Beijing's golden horizon is focus for British snow stars


As the last 12 months have shown, a lot can happen in the space of a year, but with exactly 365 days to go until the start of the 2022 Beijing Winter Olympic Games, the head of Britain's winter sports has said the team is well-placed to break its own record medal haul, achieved at the last two Games.
Next year, Beijing will become the first city to host both the Winter and Summer Games, after its spectacular staging of the 2008 Summer Games.
In 2018, the world's top winter-sports athletes gathered in the South Korean city of Pyeongchang, where Great Britain won five medals, a repeat of its haul in Sochi, Russia four years earlier. Vicky Gosling, CEO of GB Snowsport, said that despite the chaos of the last 12 months, the team hoped for more success next year in China.
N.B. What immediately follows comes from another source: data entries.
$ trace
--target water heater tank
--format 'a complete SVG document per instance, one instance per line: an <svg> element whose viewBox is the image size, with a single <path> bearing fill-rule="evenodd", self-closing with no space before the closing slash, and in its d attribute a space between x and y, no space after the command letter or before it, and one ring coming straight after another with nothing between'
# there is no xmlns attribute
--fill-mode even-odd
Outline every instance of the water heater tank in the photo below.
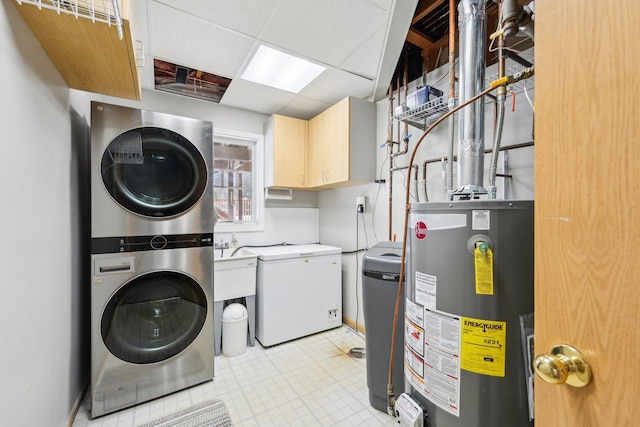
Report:
<svg viewBox="0 0 640 427"><path fill-rule="evenodd" d="M530 427L533 202L412 205L405 376L432 427Z"/></svg>

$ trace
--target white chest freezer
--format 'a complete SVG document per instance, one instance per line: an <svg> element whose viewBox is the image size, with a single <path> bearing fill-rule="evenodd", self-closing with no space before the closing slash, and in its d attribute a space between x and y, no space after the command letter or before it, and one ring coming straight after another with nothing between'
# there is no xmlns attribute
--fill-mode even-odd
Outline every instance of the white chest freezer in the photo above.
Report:
<svg viewBox="0 0 640 427"><path fill-rule="evenodd" d="M263 346L342 324L342 249L287 245L251 251L258 254L256 338Z"/></svg>

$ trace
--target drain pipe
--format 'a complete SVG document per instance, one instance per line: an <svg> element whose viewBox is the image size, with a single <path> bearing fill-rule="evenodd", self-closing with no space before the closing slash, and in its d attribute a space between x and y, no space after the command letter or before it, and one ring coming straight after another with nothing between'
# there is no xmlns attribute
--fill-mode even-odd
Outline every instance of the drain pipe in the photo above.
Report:
<svg viewBox="0 0 640 427"><path fill-rule="evenodd" d="M487 0L462 0L458 6L460 27L460 103L474 98L484 88ZM464 198L486 194L484 174L484 101L475 101L460 113L458 188Z"/></svg>

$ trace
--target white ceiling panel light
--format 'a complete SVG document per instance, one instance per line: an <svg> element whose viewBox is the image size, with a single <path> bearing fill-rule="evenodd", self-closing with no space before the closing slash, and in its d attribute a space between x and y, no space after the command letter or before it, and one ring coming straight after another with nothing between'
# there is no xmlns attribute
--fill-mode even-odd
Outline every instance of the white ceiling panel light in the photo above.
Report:
<svg viewBox="0 0 640 427"><path fill-rule="evenodd" d="M313 62L260 45L240 78L298 93L325 69Z"/></svg>

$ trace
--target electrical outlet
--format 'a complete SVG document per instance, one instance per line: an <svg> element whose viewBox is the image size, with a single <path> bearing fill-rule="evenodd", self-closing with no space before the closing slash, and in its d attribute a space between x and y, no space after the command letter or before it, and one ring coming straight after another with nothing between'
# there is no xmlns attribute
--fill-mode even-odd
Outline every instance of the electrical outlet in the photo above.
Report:
<svg viewBox="0 0 640 427"><path fill-rule="evenodd" d="M338 309L332 308L329 310L329 321L332 322L334 320L338 320Z"/></svg>
<svg viewBox="0 0 640 427"><path fill-rule="evenodd" d="M365 196L356 197L356 212L364 213L364 207L367 204L367 198Z"/></svg>

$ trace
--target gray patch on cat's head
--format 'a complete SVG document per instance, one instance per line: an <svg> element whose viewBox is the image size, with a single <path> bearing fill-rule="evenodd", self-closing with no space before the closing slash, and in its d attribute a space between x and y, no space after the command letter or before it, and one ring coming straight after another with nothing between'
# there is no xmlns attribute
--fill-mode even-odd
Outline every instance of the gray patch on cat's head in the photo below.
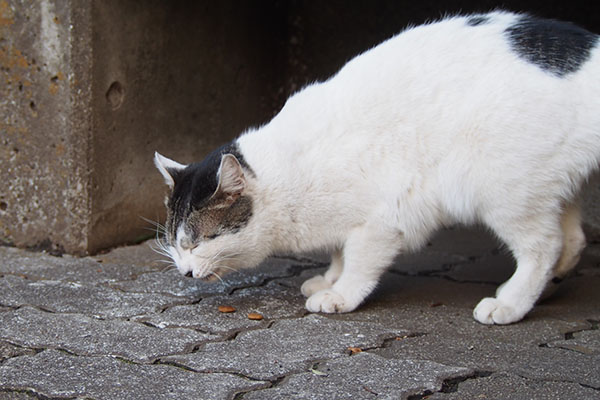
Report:
<svg viewBox="0 0 600 400"><path fill-rule="evenodd" d="M193 209L184 222L193 242L212 240L223 234L234 234L248 225L252 217L252 198L239 196L231 205L218 198Z"/></svg>
<svg viewBox="0 0 600 400"><path fill-rule="evenodd" d="M234 142L213 151L200 163L168 171L174 182L165 224L170 245L175 246L181 227L189 241L198 243L236 233L248 224L253 214L252 198L243 190L242 166L252 174Z"/></svg>
<svg viewBox="0 0 600 400"><path fill-rule="evenodd" d="M490 17L487 15L473 15L467 19L467 25L479 26L490 22Z"/></svg>
<svg viewBox="0 0 600 400"><path fill-rule="evenodd" d="M568 22L521 16L506 29L512 50L557 77L576 72L598 43L598 35Z"/></svg>

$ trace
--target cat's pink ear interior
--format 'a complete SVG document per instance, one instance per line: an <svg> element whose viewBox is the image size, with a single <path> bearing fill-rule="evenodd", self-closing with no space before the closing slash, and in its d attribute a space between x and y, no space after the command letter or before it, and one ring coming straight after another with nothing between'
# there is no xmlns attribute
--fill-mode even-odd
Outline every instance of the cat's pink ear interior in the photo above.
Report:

"Each games we get better and better, so we want to improve on our medals from last time and have more people on more podiums than ever before," she said. "Of course, it depends on factors like injury and the standard of the competition, but we're very hopeful that in Beijing we'll come back stronger than we have before.
"The last year has been extremely complicated, obviously, with events being canceled, but in those that have gone ahead, we've had some great results and, if anything, we've overdelivered, so all in all we can't complain."
COVID-19 travel exemptions have meant many British winter sports athletes have managed to spend as much time as possible abroad on the snow, something that is in short supply in the United Kingdom, which has kept them in competitive shape to take on their rivals, but the lack of test events at the Olympic facilities in Beijing could add an air of unpredictability next year.
"Obviously, all the nations that have access to snow will have been out on it as much as possible, but the cancellation of the test events means that the first time anyone will see the conditions in Beijing will be when they get there," she said.